By the time Elias, Severus, and Lily made it home, the world felt different—thinner somehow, as if the air stretched too tightly over something unseen.

Lily lingered at the corner of the Evans' yard, clutching her bag so hard her knuckles went white.

"Will you tell me," she whispered, "when you figure out what that thing was?"

Elias nodded once.

"And—if it comes back?"

"I'll know," he said quietly.

She hesitated. "Will we be safe?"

Elias looked at her, then Severus, then back toward the woods where the presence had watched them.

"No," he said. "Not unless I make us safe."

Lily inhaled sharply.

Severus looked sick.

"Go inside," Elias told her. "Don't walk alone after sunset. Not until I understand what's hunting us."

She swallowed and nodded.

But as she stepped backward toward her home, she didn't take her eyes off him.

"Tomorrow?" she whispered.

Elias didn't trust himself to speak.

He nodded instead.

Her breath eased with relief, and she ran toward her doorway, disappearing into the warm yellow light spilling from her house.

Severus stared after her, then at Elias.

"What if it wasn't looking for you?" he whispered.

"It was," Elias said.

"How do you know?"

Because the presence had brushed his mind.
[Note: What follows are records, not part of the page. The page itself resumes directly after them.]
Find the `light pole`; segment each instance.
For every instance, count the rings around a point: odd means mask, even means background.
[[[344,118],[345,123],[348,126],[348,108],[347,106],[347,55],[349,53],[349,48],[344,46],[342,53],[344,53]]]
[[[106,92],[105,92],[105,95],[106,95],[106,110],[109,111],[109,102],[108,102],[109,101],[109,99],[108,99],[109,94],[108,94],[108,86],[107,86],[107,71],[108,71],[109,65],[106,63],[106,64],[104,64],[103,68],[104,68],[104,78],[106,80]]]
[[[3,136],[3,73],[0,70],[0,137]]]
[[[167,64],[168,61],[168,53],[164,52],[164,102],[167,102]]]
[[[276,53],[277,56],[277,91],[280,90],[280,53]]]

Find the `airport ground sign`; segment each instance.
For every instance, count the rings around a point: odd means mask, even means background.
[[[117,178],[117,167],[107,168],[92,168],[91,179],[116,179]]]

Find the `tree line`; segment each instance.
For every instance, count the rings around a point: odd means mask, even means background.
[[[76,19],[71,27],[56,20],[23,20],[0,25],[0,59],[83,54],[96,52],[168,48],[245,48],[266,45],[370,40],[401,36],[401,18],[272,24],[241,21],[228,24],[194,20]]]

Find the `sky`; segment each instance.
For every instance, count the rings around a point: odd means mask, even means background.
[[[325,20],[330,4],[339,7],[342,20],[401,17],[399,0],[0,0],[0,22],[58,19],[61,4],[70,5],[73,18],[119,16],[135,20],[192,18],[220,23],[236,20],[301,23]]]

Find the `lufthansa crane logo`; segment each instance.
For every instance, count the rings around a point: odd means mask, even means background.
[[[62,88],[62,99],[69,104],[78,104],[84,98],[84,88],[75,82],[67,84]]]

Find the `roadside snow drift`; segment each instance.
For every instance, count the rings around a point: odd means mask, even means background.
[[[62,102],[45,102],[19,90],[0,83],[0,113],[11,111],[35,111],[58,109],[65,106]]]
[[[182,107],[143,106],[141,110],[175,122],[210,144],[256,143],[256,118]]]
Because the runes on the box had pulsed when he touched them.

Because the moment he had repelled the presence, it had retreated in confusion… but not in defeat.

"It felt familiar," Elias murmured.

Severus paled. "Familiar how?"

"Like the part of me I don't understand yet."

Severus trembled. "I don't like that."

"I don't either."

They stood in silence.

In the shadows.

In the thin space between what they knew and what waited to be known.

Inside the Snape home, Tobias remained oddly subdued—sitting on the couch, staring at a blank spot on the wall as if something important hung there.

He barely glanced at the boys.

Severus hurried past him; Elias lingered a moment.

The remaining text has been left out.